Initially my 5 year old was very excited to do her school work. But after 6-7 months of no holidays and poor network dragging the class she became a bit hostile and would throw a tantrum. I started giving a day or 2 break and then begging and pleading. Review time I would take them out after she submitted her work and that way she completed the assignment as soon as the teacher sent it. This method worked against my conscience. Why was I bribing my child to do her work? Then I recalled what my parents used to tell us. I don’t remember the exact words, but it was something like – You can become whatever you like in life but see that you put in your best. I remember my father telling me that if I chose to become a sweeper, then people passing by should say “This road is so clean. It was surely swept by Sarita”. It not only sensitised us to the dignity of labour but also made us realise that our future was our choice. Keeping my parents words in mind I told my daughter that she can become anything she wants and that not all professions require her to study. Then I asked her what she wanted to become in life. Her latest is an ‘architect mama’. “Then you will need to study a lot. To become an architect you need to study and to be a ‘mama’ you need to study even more so that you can teach your children. But if you want to clean houses or sweep the roads or do any kind of manual labour then you don’t have to study from a book but you have to practice working hard. You can start by sweeping and mopping our house daily and sweeping around the house.” Her response was “I will study Mama. I want to become someone in life. But you sit with me.” Now all I have to do is ask her what she wants to become and she runs to her books. One has to consider that children are also moody like us so be understanding if they have “off days”. This does not mean that she does not have to do work around the house. She helps in all household chores that are safe for kids to do. Even on days that our maid comes she runs to assist her. In my opinion both physical and mental work are required to grow into well balanced individuals. There are different ways to motivate children. This one worked for me.

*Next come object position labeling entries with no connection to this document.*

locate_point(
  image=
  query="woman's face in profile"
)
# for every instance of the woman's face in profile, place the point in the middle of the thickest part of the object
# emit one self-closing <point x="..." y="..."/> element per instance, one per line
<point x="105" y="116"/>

Having a time table helps a lot. It should not only have chores and studies but these activities have to be spread out with fun and recreation- all given equal importance in terms of having to be accomplished.
Giving options is a nice way to give them a say. They can help you finalise the time. It is better to keep the timetable subjects broad like cooking, cleaning(room or area of their choice), play(indoor/outdoor-upto them), school work (depends on the teacher), reading (could be school story books or any other book), tv/ video time (ideally give one or 2 options), art and craft, drive, etc. Drives are my children’s favourite and we use them to revise, colours, shapes, nursery rhymes and even reading (from sign boards). Of late I have been lazy on the time table method and had to use other techniques.
Praising and thanking a child for doing something as simple as keeping a book in place or a dirty plate in the sink can motivate a child to do other tasks just to bask in the praise. Try it.
That said, each child is different and requires a different approach. I can tell my daughter that she does not need to attend her music class and that I will attend it as I want to learn to play the yuklele, and she will cry and plead with me to allow her to attend. I’m sure there will be many kids who will say “Good. You go ahead. I’m going to play”. Parents know what will work best for their child. Sharing ideas helps.